The authors focus on resources used as measured by total hospitalizations, hospital days, and hospital costs, and examine these outcomes by the measures that PHIS provides, including child demographic variables and chronic disease conditions, and in relation to whether the primary diagnosis was medical or psychiatric. The results are not completely intuitive, since I for one expected all costs and all hospital days to simply increase, and they did not. Please read the article itself to get the full story. While there was an overall increase in hospitalizations, hospital days and costs, and an increase in these measures for children hospitalized with combined medical and psychiatric diagnoses the authors found a decrease in hospitalizations, hospital days and costs for those with psychiatric diagnoses only. Depression, anxiety and suicide/self-injury were the most common psychiatric disorders. Yet in 2014, “…almost four of five hospitalizations with a psychiatric disorder were for children with a primary medical diagnosis…” What can or should we do with this information?
I believe there are research, practice and training implications. From the health researcher’s point of view, understanding the interaction between psychiatric diagnosis and medical diagnosis is crucial – which one triggers the admission, which one is simply co-coded, which drives the cost of the hospital stay, and most importantly what is the interaction between the medical and psychiatric conditions? Only by understanding the interaction between mental/emotional health, and physical health, will we be able to help the child or teen, intervene, and prevent not just the hospital admission, but the morbidity that accompanies the co-diagnoses.
From the practicing generalist or subspecialist’s point of view, the message is simple but the task is enormous – children and adolescents with chronic illness or even acute illness have mental health needs that impact and exacerbate their underlying physical illness. We must identify and address these mental health needs, and this is an urgent priority. If a 15 year old with inflammatory bowel disease (IBD) is depressed, he or she will likely become less compliant with medications and diet, less likely to feel and act well, may withdraw from support systems, and spiral downwards. While the presentation may be a worsening of IBD, the cause may be treatable depression. We must find a way to proactively recognize and treat this teen before his or her mental health problem compromises physical health and impairs quality of life in other ways too. And we need to train our students, residents and fellows to empathically recognize mental health disorders, to respect the profound impact such disorders have on their patients’ lives and chronic conditions, to expect to include this discussion in our history, and to advocate for their treatment. It should be as routine for a trainee to ask about symptoms of depression and anxiety as to ask about allergies and medications.

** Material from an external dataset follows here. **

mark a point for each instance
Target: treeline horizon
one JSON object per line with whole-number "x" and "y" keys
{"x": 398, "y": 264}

Finally, although this may seem “pie in the sky,” we can take routine pediatric care one step further for children and teens through prevention of mental health disorders by focusing on positive relationships, and on family, community and individual supports. Sometimes huge database studies like this one don’t seem very accessible to the individual provider but I believe this article by Dr. Bonnie Zima and colleagues gives us a host of ways forward.